Hindernisse überwinden

Das erste Mal fiel mir Janine bei einem Auswärtsspiel in Eberswalde auf. Da stand diese zierliche Person mit ihrem Rollstuhl an der Eckfahne. Kein besonders wegsames Gelände. Geschafft hat sie es trotzdem. Schneeflocken wirbelten mit ihren langen, schwarzen Haaren um die Wette. „Was für' ne schöne Frau“, war mein erster Gedanke. Nicht: „Die Ärmste sitzt ja im Rollstuhl!“

Hindernisse überwindenZu Union kam Janine auf Umwegen. „Früher dachte ich immer: Fußballer sind alle blöd, und die Fans sind das Allerschlimmste“ – dann traf sie Mario. Der war nicht nur in sie verliebt, sondern auch in Union. Er nahm sie mit ins Stadion. Union gegen Unterhaching wurde ihr erstes Heimspiel. Das war im Frühjahr 2002. Sie wohnte zu der Zeit in Wartenberg. Schon die Hinfahrt war ein Erlebnis. Alle in Montur, die Kinder mit den Schals am Gürtel, Union-Lieder und alle singen mit. Union verlor zwar das Spiel, der Begeisterung hat´s aber nicht geschadet. Janine war fasziniert. Ein halbes Jahr später wurde sie selbst Mitglied – aus freien Stücken, wie sie betont. Gemeinschaft liegt ihr. Wer sie beim Fußball trifft, sieht sie nie allein am Rande stehen, sondern immer mitten im Trubel. Ganz unvorstellbar, dass sich ein Temperament wie ihres von einem holprigen Waldweg oder von Treppenstufen aufhalten lässt.

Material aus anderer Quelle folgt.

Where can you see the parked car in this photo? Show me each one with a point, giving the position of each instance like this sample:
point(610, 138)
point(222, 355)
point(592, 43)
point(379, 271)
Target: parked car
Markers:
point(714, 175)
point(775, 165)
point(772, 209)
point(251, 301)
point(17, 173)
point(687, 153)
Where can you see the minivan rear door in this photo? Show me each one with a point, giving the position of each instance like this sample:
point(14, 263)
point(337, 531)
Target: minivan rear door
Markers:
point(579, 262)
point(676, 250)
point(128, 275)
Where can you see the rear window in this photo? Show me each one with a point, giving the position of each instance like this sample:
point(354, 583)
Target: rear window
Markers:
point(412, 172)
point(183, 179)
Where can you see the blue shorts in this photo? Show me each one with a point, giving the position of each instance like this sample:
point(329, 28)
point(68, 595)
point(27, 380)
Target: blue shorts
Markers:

Janine ist heute ehrenamtliche Behindertenbeauftragte beim 1. FC Union Berlin. Eine sperrige Bezeichnung. Qualifiziert man sich dazu, weil man behindert ist, und was soll das überhaupt sein, dieses „behindert“? „Das ist wie ein Stempel. Ich sitze im Rolli, aber ich will nicht darauf reduziert werden“, stellt sie klar. „Die Rollifahrerin“ findet Janine als Beschreibung in Ordnung, denn „der Harleyfahrer sagt man ja auch.“ Durch die Empfehlungen der DFL wurden die Profivereine dazu angehalten, neben dem Fanbeauftragten einen Beauftragen für Fans mit Handicaps zu installieren. Janine hat sich überreden lassen, auch wenn sie anfangs skeptisch war, wozu das überhaupt gut sein soll.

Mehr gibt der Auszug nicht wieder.